I’m not so naive to think these are the only things that need to be done. I am sure there are a lot more that needs to be addressed. This is where YOU come in. What do you think? Is software quality getting better or worse? Are the number of defects per release going down? Is it better than 20 years ago? How would we know? Where are the statistics that would prove or disprove this? Has Agile made a difference in the software quality (for good or for bad)?
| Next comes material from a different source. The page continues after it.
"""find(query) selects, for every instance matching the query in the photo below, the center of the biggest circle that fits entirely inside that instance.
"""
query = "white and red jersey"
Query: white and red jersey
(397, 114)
If you would like to dive deeper into some controversial research from voke, I would recommend the Agile Dilemma reports from their site. It might be rather eye opening. I hope some of the really smart people I am connected to will read this and respond in a way that will help me understand if I am just missing something and everything really is great or if it is as bad or worse than I think it is. I’d love to hear your feedback.

References

About the Author

Scott Moore

Scott Moore specializes in application performance engineering and testing. This includes education, hands-on implementation, and application performance monitoring.

2 Comments

  1. Mike Hawkins

    I think the author has hit on something rather profound. Just as the Industrial Revolution took several generations to reach the high levels of production and quality that we enjoy today, the Information Revolution is going through the same process. “Best practices” in a major sense are being redefined before our very eyes. I believe that generally the commitment to improving the software development lifecycle within the industry as a whole is as strong as ever. Unfortunately, that commitment often does not translate into the resources needed for the task. With shrinking development cycles and ever increasing demand for a viable product sooner rather than later, development inevitably gets the lion share of those resources while the leftovers are tossed to QA.
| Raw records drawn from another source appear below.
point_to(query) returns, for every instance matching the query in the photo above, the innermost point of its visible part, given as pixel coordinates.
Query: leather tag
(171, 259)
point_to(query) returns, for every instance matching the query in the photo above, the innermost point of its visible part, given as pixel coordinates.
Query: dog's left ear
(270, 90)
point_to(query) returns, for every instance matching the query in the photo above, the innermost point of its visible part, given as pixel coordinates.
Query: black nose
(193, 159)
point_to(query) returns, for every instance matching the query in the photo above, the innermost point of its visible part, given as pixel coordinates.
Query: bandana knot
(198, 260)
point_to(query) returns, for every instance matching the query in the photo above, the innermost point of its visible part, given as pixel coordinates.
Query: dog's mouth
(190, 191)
    The author is correct in that this is as much about education outside of QA as it is about increased skills within QA. I am convinced that the most efficient and ultimately best ROI for medium and large-scale development organizations is to build modular, automated, and scalable frameworks for both functional testing and performance engineering. Some strides towards this goal have been made within the functional testing realm but a shockingly small amount of progress has been made within performance engineering. I could expound further on this problem but that would require at least one if not several articles.

    Ultimately it begins with the following two objectives:

    – Education within the industry in order to align perspective with reality.
    – Emphasis on the development of higher-skilled QA professionals who are capable of designing and building the needed frameworks and have the analytical skills to correctly interpret test results

    Companies who are able to reach this level sooner will no doubt enjoy a huge competitive edge over their industry counterparts.

  2. automike

    Awesome article! Provocative and relevant – thanks for taking the time to write this.

    In terms of education – I’d venture to say that it might not be a bad idea to educate the QA department, or even the QA community at large, as well. Some QA engineers have been so inundated with the fallacy that they are second class citizen in the software development, that they have convinced themselves to believe the lie! Indeed software testing is hard. Doing it well and be recognized as critical success criteria is even more difficult. We are way pass due for Quality engineering be treated as an afterthought, as the “fall guy”, as a speed bump and as noise. As the Quality community we really need to hone in, sharpen our craft and assert our value proposition in the software development process.